Infamous serial imposter Frederic Bourdin has stolen the identities of over 500 missing children worldwide. In 1997, the French 23-year old claimed to be missing child Nicholas Barclay from San Antonio, Texas, who had disappeared at the age of 13 three years prior. Despite lacking the physical attributes of their American speaking blonde and blue-eyed Nicholas, he successfully convinced the Barclay family that he was their long lost son, ascribing his changing physicalities to the trauma from the sexual abuse he experienced during his kidnapping. It was only when a TV crew member, who was filming the family at the time, raised suspicion of his doubts that this was Nicholas that further fingerprints and DNA tests were carried out. In March 1998, five months after he had come to live with the Barclay’s in the USA, Bourdin was imprisoned and later sentenced to six years in prison after pleading to passport fraud and perjury. But his impersonations of missing children worldwide continued long within the bars of his cell.
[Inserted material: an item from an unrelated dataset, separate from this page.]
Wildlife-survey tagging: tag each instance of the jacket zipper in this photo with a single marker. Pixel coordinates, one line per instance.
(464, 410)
His story has become world renowned with an explosive mass of tabloid press, and his hijacking of Nicholas Barclay’s identity has been more recently depicted in a fictionalised account in French director and screenwriter Jean-Paul Salome’s The Chameleon.

But this year, fact finally and favourably replaces fiction as documentary specialist Bart Layton delivers the definitive biographical documentary of the decade.

Featuring a catalogue of recent interviews accompanied with several reconstructions (Adam O’Brian playing younger Frederic Bourdin), Layton forms a clear and vivid account of the journey of Bourdin’s impersonation of Nicholas Barclay from both his, the Barclay families and authorities perspective over those five months. Though it is the 1997 incident that the documentary is primarily concerned with, Layton is essentially successful in capturing the bigger picture of Frederic Bourdin’s psychological plight by including a brief pre and post-1997 report of his life.

Due to the nature of the topic the lack of emotional response from the participants throughout the feature is surprising. Instead, the detailed descriptions from various Barclay family members and Bourdin himself are effectively bold, candid, direct and largely emotionless.

The bio-doc immaculately unveils the mind and the manipulative mastery of Bourdin. His unnervingly confidence and his self-assuring ability to convince and persuade withdraws the suspicion of the Barclay’s involvement in Nicholas’ disappearance much less than it did in the film adaptation (that concluded with the uncovering of the family secret - that the death of Nicholas was at their hands.) Although unwelcome, it is difficult not to seep sympathy for the now-retired imposter Bourdin as he recalls his absent childhood and his longing plea to find love and affection. But his overriding selfishness and his natural blight, all the more clear in his final words in the documentary, reminds us of his ever-present determination to be accepted and his nonchalant attitude to exercise his cruel obsession at the expense of others misery and heartbreak.